Pembalasan Untuk Suami Mati Palsu
Saat kabar kematian suami asuh itu datang, aku tidak menangis dan tidak buat keributan. Aku justru segera menarik kembali saham miliknya dan mengurus surat kematian.
Aku melakukan semua itu karena aku telah terlahir kembali.
Di kehidupan sebelumnya, ayah khawatirkan aku, putri keluarga terkaya akan menderita setelah menikah. Sehingga beliau memilihkan tiga orang suami asuh, lelaki yang sejak kecil dibesarkan untuk menjadi pendampingku.
Dari ketiganya, aku memilih Kevin yang paling menonjol untuk jadi suamiku, tetapi baru tiga hari setelah pernikahan, dia tiba-tiba meninggal mendadak.
Dalam kesedihan, atas bujukan dua orang lainnya, aku memadamkan niat untuk menikah lagi dan menjalani hidup sebagai janda hingga akhir hayat.

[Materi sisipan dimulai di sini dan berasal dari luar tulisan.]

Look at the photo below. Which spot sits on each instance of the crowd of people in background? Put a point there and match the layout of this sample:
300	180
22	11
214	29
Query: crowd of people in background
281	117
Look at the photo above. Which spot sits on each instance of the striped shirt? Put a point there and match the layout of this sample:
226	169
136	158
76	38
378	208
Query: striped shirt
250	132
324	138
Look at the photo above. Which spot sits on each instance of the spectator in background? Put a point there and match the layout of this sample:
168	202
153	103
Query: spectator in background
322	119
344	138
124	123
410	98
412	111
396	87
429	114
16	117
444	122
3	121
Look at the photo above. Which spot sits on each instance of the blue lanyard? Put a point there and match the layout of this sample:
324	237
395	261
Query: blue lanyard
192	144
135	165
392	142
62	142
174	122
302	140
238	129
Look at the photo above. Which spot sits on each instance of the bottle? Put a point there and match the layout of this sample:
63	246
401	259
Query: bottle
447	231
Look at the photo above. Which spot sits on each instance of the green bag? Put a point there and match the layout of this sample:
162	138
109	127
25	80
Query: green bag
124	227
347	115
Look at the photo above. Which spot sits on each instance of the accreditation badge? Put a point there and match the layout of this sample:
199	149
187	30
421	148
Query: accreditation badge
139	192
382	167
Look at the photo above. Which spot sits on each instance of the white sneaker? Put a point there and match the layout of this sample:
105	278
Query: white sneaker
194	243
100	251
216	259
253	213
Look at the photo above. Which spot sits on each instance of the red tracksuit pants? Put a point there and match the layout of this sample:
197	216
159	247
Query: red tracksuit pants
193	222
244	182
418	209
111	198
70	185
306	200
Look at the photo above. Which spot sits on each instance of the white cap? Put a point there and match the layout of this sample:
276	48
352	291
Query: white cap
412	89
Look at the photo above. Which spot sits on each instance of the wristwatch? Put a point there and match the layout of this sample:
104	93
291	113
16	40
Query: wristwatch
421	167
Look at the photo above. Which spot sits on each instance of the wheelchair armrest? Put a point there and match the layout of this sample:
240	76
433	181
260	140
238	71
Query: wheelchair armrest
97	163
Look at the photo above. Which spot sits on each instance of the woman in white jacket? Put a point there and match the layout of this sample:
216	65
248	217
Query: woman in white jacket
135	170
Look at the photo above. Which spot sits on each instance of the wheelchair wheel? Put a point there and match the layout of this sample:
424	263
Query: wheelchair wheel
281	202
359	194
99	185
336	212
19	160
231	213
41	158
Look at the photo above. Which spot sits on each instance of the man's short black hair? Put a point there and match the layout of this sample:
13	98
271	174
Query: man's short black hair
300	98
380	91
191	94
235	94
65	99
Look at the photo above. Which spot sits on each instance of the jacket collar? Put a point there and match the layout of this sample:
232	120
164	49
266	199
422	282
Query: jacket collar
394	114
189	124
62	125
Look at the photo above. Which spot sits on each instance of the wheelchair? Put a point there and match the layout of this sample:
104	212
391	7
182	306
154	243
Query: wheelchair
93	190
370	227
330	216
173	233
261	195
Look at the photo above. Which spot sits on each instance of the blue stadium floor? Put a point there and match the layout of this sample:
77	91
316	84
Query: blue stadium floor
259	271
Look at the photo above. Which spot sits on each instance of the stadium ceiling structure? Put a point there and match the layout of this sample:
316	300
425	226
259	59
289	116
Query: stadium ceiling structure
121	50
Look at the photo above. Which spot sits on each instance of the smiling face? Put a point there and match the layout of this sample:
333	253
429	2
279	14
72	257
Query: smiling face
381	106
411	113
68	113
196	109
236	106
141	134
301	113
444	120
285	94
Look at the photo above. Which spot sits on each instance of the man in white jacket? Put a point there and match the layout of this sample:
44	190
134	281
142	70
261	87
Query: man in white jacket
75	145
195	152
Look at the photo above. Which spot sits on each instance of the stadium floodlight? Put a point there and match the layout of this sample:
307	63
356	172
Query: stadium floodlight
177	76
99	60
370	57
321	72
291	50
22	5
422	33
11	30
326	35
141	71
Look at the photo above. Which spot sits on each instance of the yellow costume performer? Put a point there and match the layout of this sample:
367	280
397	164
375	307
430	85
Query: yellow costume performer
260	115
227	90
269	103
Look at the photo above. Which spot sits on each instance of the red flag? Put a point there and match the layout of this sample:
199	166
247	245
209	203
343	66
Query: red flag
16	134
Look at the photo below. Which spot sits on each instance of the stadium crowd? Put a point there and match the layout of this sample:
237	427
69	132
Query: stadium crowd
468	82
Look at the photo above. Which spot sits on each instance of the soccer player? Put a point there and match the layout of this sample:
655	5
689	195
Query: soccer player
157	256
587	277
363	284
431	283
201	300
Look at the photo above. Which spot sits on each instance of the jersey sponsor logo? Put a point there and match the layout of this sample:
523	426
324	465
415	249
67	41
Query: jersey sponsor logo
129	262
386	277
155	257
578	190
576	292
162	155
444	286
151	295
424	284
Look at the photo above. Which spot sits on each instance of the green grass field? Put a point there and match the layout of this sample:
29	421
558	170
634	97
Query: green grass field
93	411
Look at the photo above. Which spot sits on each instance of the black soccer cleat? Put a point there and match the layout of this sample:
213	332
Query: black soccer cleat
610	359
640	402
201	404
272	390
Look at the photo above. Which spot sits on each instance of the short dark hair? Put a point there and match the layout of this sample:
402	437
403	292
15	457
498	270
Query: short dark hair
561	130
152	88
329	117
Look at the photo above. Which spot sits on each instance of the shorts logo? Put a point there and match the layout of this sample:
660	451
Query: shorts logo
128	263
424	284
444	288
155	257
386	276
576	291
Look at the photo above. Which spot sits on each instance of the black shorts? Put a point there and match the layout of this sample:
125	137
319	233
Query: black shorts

Namun, pada usia 80 tahun, ketika aku kembali ke Provens, tempat kenangan cinta kami, aku justru melihat Kevin yang telah mati 60 tahun lalu.
Dia hidup bersama pengasuhku yang dulu menghilang, dikelilingi anak dan cucu dan menikmati kehidupan yang begitu bahagia.
Aku menyadari telah ditipu seumur hidupku. Amarah membuat pandanganku menggelap, lalu aku meninggal akibat pendarahan otak.
Ketika kembali membuka mata, aku mendapati diriku telah kembali ke hari saat kabar kematiannya pertama kali datang.
Aku ingin melihat sendiri bagaimana seorang mayat tanpa nama dan identitas bisa terus hidup.